Randomized Trial of Thymectomy in Myasthenia Gravis
The first reported use of thymectomy in patients with nonthymomatous myasthenia gravis was 75 years ago.1 Of six patients who underwent surgery, three had a favorable response. Subsequent retrospective studies have shown benefits of thymectomy in patients with nonthymomatous myasthenia gravis but with widely varying rates of clinical improvement or remission. A compilation of retrospective studies comparing surgery with medical management did not show a difference in remission rates.2 Two studies that showed clinical improvements after thymectomy indicated that benefit occurred in the first few years after the procedure, but after 5 years, rates of clinical improvement were similar among surgically treated patients and those who were treated medically.3,4 Observational studies have not shown benefits of thymectomy, perhaps because of the effectiveness of modern immunotherapeutic approaches.5
Despite calls for a randomized, controlled study, data are lacking, and uncertainty persists regarding the benefit of thymectomy and the clinical characteristics of the patients who should be offered the procedure.6,7 A systematic review8 of articles describing outcomes in 21 cohorts of patients with myasthenia gravis pointed out numerous methodologic flaws that prevented definite conclusions to be drawn regarding the benefits of thymectomy in patients with nonthymomatous myasthenia gravis.

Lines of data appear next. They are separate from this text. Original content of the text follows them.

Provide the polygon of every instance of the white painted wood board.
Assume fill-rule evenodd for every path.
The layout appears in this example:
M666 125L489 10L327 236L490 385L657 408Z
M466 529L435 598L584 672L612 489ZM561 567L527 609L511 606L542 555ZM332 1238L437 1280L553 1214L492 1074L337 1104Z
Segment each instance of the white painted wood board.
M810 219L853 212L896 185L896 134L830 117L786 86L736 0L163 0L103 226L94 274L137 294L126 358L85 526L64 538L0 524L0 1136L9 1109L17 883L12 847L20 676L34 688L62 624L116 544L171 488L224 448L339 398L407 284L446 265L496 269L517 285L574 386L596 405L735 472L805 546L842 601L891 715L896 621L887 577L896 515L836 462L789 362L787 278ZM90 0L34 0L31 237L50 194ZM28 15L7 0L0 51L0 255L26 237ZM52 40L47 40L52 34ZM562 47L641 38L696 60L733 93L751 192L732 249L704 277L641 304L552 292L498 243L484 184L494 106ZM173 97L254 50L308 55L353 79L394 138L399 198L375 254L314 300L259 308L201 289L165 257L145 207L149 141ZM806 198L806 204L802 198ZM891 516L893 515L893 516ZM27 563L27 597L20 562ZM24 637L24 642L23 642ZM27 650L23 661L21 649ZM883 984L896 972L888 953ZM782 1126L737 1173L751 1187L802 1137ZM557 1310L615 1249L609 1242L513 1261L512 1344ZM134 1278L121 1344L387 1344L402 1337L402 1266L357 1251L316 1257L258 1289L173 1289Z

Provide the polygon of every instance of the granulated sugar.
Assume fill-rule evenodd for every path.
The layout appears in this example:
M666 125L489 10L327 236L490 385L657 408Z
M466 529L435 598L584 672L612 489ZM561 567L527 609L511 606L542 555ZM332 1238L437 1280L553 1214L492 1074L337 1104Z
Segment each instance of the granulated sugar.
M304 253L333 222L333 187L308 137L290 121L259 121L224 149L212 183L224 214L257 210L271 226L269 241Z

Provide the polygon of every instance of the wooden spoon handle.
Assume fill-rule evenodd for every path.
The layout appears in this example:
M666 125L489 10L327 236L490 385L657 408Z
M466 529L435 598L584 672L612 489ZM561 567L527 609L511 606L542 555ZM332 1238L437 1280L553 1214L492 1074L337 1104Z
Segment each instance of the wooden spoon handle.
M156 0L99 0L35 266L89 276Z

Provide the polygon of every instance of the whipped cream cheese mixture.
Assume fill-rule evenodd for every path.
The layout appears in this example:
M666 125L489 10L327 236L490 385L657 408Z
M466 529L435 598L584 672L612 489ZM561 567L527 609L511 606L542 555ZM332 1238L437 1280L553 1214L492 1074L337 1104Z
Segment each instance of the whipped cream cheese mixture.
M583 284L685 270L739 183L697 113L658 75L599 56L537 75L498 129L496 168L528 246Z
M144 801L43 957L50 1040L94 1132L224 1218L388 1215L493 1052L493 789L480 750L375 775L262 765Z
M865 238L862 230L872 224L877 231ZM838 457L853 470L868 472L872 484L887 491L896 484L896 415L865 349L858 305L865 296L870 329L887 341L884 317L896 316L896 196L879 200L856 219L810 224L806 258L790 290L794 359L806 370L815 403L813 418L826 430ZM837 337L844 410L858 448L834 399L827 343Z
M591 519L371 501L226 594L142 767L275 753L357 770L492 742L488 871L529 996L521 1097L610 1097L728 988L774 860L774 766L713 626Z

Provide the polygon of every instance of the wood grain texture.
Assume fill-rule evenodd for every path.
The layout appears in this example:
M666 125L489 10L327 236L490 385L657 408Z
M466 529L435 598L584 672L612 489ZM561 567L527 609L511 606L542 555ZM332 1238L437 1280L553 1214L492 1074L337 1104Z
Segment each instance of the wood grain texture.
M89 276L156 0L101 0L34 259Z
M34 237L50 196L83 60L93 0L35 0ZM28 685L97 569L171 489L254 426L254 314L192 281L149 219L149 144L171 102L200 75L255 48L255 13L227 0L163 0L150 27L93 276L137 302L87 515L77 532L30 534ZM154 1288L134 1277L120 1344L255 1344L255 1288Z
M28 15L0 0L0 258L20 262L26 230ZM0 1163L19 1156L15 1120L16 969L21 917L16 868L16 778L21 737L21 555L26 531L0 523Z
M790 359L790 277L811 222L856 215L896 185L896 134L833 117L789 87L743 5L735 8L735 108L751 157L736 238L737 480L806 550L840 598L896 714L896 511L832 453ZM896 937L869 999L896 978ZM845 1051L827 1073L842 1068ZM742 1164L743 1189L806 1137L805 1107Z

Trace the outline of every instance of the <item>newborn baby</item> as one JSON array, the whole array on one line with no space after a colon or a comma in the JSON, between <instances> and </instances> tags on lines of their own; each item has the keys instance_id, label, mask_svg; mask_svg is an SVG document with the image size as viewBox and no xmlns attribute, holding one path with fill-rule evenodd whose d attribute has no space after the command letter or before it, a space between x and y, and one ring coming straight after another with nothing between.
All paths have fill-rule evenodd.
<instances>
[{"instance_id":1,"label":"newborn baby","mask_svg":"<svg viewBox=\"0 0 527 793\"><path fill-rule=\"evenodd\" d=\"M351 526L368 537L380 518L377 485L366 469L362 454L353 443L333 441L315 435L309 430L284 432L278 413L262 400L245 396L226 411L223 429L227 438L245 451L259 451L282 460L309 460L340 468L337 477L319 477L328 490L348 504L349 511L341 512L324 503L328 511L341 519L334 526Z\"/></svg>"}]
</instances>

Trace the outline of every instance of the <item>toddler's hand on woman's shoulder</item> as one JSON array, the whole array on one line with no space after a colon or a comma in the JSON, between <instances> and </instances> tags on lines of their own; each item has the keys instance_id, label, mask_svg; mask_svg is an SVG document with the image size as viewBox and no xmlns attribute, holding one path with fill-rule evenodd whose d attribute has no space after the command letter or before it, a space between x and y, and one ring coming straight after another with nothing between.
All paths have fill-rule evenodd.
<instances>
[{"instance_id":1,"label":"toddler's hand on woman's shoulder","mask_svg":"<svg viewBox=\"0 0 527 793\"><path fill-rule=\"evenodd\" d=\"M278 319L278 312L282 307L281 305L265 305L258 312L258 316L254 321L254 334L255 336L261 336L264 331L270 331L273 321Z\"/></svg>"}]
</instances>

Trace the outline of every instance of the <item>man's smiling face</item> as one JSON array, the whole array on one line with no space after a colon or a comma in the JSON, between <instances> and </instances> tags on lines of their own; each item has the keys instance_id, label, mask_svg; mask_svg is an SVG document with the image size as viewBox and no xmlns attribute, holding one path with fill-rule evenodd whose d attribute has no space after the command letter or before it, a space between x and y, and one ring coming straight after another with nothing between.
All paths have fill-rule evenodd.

Glucocorticoids have been widely used for the treatment of myasthenia gravis either as the sole therapy or with thymectomy.9 Although adverse effects are not common with thymectomy, the procedure can cost up to $80,00010 and can be associated with operative complications that need to be weighed against benefits. Glucocorticoids and other immunosuppressive agents place patients at risk for adverse events, some of which are life-threatening, and affect quality of life. Therefore, establishing the role of thymectomy in patients receiving glucocorticoids to manage myasthenia gravis would guide decisions regarding treatment and the costs of health care.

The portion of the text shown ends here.